This is a draft of a book on computational statistics, which is being developed specifically for the master’s education in statistics at University of Copenhagen.

A solid mathematical background is assumed throughout, while the computer science prerequisites are more modest. To be specific, the reader is expected to have a reasonable command of mathematical analysis, linear algebra and mathematical statistics, as exemplified by maximum likelihood estimation of multivariate parameters and asymptotic properties of multivariate estimators. The reader is expected to have an understanding of what an algorithm is, how numerical computations differ from symbolic computations, and be able to write small computer programs.

The intention of the material is to serve as a pedagogical introduction to computational statistics. No claim is made that the material is comprehensive or even representative, nor does it purport computational statistics as a single coherent field with a unifying theoretical foundation. This introduction is driven by statistical examples with the unifying theme being an experimental approach to solving computational problems in statistics.

Contemporary challenges in computational statistics revolve around large scale computations, either because the amount of data is massive or because we want to apply ever more complicated and sophisticated models and methods for the analysis and visualization of data. The examples treated are all of a rather modest complexity compared to these challenges. This is deliberate! A solid understanding of how to solve simpler problems is seen as a prerequisite for solving complex problems. It is the hope that this material provides the reader with a foundation in computational statistics that will subsequently make him or her able to develop novel solutions to problems in computational statistics.

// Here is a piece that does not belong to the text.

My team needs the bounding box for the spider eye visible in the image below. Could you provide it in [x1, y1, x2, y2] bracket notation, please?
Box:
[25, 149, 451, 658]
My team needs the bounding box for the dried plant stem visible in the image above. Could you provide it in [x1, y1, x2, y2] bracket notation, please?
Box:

The book is based on R for several reasons. First of all the target audience of statisticians is expected to be familiar with R, and they should learn how to use their programming language in an optimal way. This includes knowledge of the infrastructure supported by R and RStudio for supporting good software development and for testing, benchmarking and profiling code. In addition, this infrastructure combined with R Markdown and bookdown makes it a bliss to write a book that systematically integrates code and software development into the theory. Finally, though the R implementation itself is a relatively slow interpreter, it is possible to write performant code by a proper use of R as a very high-level programming language.